El informe fundamentalmente estadístico pero que no se reduce a meros cuadros, nos aporta una mirada a la población que ingresó tanto en el sector público como privado, al tiempo que tanto nos ilumina sobre su origen educativo así como sus diversos indicadores demográficos, geográficos y sociales. Los datos son para el año 2019, por lo que el estudio constituye una foto de la situación educativa en este tema específico de la transición y articulación entre la media y la superior en el Uruguay. Permite contribuir al diagnóstico de la situación heredada por el actual gobierno en un área específica de la educación superior como es el acceso, pero además nos permite comprender más ampliamente la propia problemática de la educación superior en el país y el basamento de algunas políticas en curso.


El análisis del egreso de la educación media y la continuidad educativa, se constituyen en uno de los temas centrales en la búsqueda de incrementar la cobertura. Ha sido largamente analizado como la baja titulación de la educación media coloca a Uruguay en la lista de los peores resultados entre los países de la región en la materia y como ello se expresa en las bajas competencias generales de las personas. La titulación media es de importancia central, en tanto, como muestra el Informe, el 78% del incremento de la cobertura de la educación superior se produce como derivación del aumento de la educación media.


Es claro que el sector de la educación media es uno de los más débiles de la educación del Uruguay y que sus carencias impactan en los recorridos y dinámicas de los niveles siguientes.

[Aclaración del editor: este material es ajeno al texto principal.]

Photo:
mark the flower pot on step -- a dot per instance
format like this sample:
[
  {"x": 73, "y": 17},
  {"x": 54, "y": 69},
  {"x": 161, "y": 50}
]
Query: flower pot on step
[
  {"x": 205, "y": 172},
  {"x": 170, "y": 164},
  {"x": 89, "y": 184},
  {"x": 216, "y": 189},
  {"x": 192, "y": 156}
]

El informe permite ver que al terminar ese ciclo medio profesional, 2 de cada 10 personas matriculados en el sexto año se desvinculan de sus estudios, el 25,5% permanece y sólo el 50,2 % egresa. Pero si se ve el egreso en el ciclo medio técnico (ex UTU), se verifica que este egreso sube a 67.9%, mostrando la mayor eficiencia de una formación más centrada en competencias y más práctica, frente a otra más generalista y con escasa incidencia laboral.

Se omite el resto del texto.